Angélica se encogía de hombros. Decía que no, pero cada día sostenía con más dificultad una lucha insidiosa, colmada de pastas de almendra y confituras, de cuidados de belleza y confidencias eróticas que las cortesanas se musitaban unas a otras en su celoso afán de revelar las atenciones del dueño. En el harén, todos los sentidos eran exaltados, cuidadosamente mantenidos y sólo giraban alrededor de la persona omnipotente e invisible de Muley Ismael. Estaba presente en todas partes. Aquello se convertía en una obsesión. Angélica se despertaba sobresaltada por la noche, segura de que iba a verle surgir en la sombra.

Cuando tenía ocasión de verle realmente, en carne y hueso, como ahora, sentíase satisfecha. Readquiría forma y densidad; era un hombre con sus limitaciones, y no un mito abstracto, casi religioso. Angélica no había perdido nunca pie ante un hombre. Le tomaría la medida a éste, como lo hizo con otros, y entonces… ya se vería.

—¿Cuándo harás venir a nuestros Padres? —preguntó Colin Paturel mientras comía a dos carrillos. Iba hacia su objetivo con la tenacidad del uro.

—No tienen más que venir con entera confianza, cuando quieran. Hazles saber que accedo a tratar con ellos.

El normando propuso escribir inmediatamente dos cartas. Una de parte del Rey al alcaide Alí, hijo de Abdallah, que sitiaba Ceuta, la ciudad española, a fin de que iniciase aquella negociación. Y la otra a los Padres Trinitarios, que la recibirían por mediación de los comerciantes franceses de Cádiz.

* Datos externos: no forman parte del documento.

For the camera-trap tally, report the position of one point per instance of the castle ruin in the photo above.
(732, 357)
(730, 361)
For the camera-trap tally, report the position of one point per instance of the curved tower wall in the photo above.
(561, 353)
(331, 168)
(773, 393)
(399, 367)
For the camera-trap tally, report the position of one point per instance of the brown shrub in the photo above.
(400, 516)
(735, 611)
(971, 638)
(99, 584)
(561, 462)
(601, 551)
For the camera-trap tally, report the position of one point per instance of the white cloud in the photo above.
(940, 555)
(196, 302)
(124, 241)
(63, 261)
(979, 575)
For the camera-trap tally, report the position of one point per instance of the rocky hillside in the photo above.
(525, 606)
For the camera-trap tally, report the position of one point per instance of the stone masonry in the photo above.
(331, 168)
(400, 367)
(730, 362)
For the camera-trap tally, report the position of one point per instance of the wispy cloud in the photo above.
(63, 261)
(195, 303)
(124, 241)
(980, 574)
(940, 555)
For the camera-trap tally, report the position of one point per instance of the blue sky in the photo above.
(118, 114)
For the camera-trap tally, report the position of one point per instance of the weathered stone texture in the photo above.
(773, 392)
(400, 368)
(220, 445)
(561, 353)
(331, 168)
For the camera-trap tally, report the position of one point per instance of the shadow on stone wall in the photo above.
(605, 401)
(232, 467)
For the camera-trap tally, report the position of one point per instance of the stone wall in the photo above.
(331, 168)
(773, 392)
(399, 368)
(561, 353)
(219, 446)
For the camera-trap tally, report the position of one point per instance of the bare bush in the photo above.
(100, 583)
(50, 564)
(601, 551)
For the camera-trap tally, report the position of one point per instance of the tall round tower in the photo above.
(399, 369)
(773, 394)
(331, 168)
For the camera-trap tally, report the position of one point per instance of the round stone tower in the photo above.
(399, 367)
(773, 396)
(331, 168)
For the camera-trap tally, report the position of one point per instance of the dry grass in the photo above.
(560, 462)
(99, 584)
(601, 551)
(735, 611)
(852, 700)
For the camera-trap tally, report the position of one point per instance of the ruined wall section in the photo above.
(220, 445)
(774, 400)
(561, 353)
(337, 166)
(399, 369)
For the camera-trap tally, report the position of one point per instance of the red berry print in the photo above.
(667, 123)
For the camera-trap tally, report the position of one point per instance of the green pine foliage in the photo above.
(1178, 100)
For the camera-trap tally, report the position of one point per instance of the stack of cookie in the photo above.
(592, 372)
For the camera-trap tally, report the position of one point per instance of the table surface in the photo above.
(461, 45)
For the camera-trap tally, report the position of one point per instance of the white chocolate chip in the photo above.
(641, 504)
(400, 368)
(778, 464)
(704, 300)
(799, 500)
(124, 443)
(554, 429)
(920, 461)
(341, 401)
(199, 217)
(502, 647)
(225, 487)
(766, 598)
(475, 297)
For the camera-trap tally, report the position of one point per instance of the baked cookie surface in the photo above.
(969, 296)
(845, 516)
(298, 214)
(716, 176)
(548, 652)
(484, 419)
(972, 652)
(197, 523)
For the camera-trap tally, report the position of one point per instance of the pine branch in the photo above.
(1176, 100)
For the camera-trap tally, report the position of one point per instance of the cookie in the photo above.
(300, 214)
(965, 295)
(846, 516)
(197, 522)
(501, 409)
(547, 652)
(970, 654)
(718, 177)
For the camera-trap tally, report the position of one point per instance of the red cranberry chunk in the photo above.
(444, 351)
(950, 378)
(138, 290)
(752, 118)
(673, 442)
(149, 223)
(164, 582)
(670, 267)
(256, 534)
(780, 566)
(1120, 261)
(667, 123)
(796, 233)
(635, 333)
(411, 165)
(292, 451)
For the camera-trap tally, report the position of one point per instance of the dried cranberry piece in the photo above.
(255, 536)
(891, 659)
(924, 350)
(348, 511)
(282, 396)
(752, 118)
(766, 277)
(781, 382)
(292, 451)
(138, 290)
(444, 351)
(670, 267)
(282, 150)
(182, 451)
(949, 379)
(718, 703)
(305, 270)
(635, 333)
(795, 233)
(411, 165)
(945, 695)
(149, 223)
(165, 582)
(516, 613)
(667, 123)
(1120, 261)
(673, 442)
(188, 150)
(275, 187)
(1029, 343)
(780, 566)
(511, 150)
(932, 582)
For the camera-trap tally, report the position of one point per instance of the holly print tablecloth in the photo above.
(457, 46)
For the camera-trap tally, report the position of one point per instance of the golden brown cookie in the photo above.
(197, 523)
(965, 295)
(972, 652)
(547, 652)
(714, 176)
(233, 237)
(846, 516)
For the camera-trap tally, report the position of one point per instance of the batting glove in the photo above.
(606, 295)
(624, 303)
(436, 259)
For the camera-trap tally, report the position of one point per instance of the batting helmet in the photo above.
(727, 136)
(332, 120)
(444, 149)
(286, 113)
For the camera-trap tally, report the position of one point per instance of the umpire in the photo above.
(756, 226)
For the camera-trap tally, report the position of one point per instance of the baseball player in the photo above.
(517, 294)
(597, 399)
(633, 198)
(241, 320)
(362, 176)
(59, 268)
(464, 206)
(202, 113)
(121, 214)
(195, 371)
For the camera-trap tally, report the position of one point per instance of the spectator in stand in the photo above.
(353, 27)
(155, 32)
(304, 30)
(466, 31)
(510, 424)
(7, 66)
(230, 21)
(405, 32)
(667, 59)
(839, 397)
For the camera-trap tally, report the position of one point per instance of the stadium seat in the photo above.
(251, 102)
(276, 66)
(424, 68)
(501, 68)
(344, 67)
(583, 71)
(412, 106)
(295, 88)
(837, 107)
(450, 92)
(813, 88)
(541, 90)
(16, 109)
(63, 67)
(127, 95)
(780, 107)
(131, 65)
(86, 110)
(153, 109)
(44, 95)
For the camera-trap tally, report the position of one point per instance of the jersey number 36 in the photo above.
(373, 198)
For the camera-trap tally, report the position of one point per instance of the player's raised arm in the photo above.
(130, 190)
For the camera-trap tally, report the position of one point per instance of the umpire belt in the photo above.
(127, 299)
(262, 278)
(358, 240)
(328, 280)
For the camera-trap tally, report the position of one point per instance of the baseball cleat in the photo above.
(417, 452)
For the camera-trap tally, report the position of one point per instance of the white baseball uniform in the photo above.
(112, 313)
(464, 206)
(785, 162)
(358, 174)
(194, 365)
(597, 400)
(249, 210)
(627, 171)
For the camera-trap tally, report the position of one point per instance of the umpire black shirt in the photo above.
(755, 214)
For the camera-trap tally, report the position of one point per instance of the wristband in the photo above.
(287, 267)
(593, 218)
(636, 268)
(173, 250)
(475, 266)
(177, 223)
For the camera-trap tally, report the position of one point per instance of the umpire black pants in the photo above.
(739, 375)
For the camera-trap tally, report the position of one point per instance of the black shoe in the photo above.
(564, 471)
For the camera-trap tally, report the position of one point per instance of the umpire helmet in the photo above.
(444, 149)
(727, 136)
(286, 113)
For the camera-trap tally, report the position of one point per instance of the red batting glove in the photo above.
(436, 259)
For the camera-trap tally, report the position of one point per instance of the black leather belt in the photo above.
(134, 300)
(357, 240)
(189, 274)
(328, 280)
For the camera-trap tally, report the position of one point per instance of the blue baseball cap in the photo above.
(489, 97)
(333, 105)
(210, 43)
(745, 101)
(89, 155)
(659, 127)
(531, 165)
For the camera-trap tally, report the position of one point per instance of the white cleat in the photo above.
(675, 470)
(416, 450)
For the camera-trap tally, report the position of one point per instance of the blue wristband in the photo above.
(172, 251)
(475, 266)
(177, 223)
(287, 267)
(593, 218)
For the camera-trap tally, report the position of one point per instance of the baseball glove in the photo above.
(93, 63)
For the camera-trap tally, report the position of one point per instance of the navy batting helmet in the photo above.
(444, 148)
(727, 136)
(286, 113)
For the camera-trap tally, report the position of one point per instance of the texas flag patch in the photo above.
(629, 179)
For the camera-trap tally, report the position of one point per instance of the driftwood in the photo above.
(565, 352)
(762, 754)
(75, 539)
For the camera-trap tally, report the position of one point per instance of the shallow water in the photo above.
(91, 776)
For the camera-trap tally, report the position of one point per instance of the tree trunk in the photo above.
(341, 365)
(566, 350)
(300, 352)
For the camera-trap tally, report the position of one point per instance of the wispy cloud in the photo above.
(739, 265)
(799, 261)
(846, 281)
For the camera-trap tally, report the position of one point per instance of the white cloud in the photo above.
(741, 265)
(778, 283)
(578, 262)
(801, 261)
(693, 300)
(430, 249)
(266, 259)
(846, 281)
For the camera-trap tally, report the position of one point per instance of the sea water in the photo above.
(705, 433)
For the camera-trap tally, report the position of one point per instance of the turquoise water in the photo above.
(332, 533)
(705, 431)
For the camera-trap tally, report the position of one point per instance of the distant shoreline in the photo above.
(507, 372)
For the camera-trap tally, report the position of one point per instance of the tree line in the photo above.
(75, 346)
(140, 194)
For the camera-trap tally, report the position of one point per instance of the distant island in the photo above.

Siendo los dos expeditivos, Muley Ismael hizo coger acto seguido la pluma a su amanuense y Colin Paturel hizo acercar a su escribiente, el esmirriado pelirrojo que hacía poco le había animado: «Mata. ¡No mueras!» Le llamaban Jean-Jean de París. Era uno de los pocos cautivos nacido en la capital de Francia. Antiguo pasante de un magistrado, había acompañado a su jefe a Inglaterra para cierto asunto. El barco, presa de la tempestad, habíase ido a la deriva; estuvo veinte veces a punto de estrellarse contra las costas de Bretaña, encontrándose al fin en el golfo de Gascuña donde unos corsarios berberiscos les dieron caza y capturaron. Colin Paturel le dictó una carta dirigida al R. P. Superior, suplicándole que organizara una misión de rescate para los cautivos de Mequinez que habían estado hasta entonces muy olvidados en relación con los de Inglaterra y Túnez. Recomendaba que trajeran ricos presentes para agradar al Rey, en especial relojes de pared; sí, relojes de pared, muy grandes, con un péndulo dorado que representase el sol. Los ojos del Sultán brillaron. Le entró de pronto la prisa de hacer partir a sus mensajeros.

Piccinino el Veneciano, banquero de los cautivos, sacó de la alcancía común cuatro ducados para el amanuense que había escrito la carta al alcaide Alí. Esta fue secada con arenilla, sellada y metida en un estuche que el mensajero debía llevar sobre su misma piel, bajo la axila. Una preocupación oscurecía aún el rostro de Ismael.

—¿Tú has dicho que los «pappas» se llaman Padres Trinitarios?

—Sí, señor. Son unos abnegados religiosos que recorren los campos y recogen los óbolos de las gentes piadosas a fin de poder rescatar también a los cautivos sin fortuna.

Pero la preocupación del Sultán era de otro género.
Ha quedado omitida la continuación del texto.